Bayer Leverkusen coach Heiko Herrlich’s am-dram dive against Borussia Monchengladbach may well have been laughably risible, but it’s not entirely without precedent in German football circles.
Allow us, if you will, to whisk you back to a truly baffling passage of play – well, play-acting – that occurred during the closing stages of the fantastically ill-tempered Bundesliga tie between Duisburg and Cologne in December of 2005.
With 85 minutes played, the score locked at 1-1 and no less than seven yellow cards already doled out, the visitors went pressing for a winner.
With blood already running hot and tempers short, Cologne midfielder Albert Streit attempted to break on the counter-attack only to see his burst snuffed out and the ball run over the touchline, where Duisburg coach Norbert Meier lay in wait.
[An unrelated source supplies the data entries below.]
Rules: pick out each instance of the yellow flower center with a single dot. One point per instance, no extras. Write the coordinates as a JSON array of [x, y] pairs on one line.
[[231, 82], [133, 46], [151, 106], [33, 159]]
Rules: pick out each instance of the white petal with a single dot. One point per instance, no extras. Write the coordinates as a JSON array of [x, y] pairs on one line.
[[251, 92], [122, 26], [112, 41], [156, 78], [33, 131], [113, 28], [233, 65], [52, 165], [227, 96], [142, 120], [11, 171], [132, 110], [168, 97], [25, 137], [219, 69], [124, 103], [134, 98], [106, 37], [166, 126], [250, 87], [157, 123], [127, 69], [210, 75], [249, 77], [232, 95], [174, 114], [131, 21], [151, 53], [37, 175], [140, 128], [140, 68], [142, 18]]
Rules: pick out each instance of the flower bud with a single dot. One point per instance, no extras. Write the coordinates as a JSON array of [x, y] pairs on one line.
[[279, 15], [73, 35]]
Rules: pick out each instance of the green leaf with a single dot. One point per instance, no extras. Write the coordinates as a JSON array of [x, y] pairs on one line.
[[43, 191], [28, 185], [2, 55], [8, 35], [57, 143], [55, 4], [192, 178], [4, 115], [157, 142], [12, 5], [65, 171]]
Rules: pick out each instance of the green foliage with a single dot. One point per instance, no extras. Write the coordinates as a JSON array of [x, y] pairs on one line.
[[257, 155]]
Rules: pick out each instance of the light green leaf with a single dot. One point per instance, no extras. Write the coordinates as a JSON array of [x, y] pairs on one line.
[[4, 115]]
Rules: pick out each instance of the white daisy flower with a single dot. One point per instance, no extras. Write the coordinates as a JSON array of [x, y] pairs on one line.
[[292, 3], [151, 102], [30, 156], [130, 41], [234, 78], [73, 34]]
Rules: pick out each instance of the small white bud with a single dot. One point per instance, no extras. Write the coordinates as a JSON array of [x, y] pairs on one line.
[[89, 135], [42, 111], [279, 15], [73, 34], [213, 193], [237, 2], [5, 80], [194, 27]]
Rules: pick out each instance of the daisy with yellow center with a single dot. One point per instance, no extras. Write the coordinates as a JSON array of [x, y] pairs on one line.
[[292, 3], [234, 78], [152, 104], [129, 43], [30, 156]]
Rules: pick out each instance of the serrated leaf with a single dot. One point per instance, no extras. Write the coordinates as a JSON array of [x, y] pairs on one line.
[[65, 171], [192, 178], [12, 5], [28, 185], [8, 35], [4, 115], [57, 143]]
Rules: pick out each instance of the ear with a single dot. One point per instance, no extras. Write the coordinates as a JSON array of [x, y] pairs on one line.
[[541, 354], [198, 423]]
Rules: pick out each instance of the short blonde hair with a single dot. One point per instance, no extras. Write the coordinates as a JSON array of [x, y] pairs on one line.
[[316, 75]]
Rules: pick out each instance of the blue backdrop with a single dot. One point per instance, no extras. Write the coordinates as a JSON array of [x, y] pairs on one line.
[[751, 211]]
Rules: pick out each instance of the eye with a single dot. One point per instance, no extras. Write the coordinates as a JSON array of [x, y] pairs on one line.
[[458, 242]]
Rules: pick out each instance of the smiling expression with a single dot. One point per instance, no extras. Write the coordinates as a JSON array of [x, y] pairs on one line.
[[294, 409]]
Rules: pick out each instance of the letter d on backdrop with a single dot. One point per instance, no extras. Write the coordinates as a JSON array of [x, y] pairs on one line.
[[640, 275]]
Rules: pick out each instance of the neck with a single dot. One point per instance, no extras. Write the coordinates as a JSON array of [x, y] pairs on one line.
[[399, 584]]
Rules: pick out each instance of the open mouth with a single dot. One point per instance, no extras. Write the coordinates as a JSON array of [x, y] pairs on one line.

What followed was and is still quite possibly the nadir of utterly pathetic footballing gamesmanship…
By the final whistle, no less than eight yellow cards had been administered for various infractions, along with one straight red card – shown to Streit for supposedly instigating the debacle.
Alas, post-match reviews of the incident proved that it was indeed Meier who threw the first forehead, leading Duisburg to sack him just two days later. The DfB then followed suit by banning him from partaking in any footballing activities for the next three months.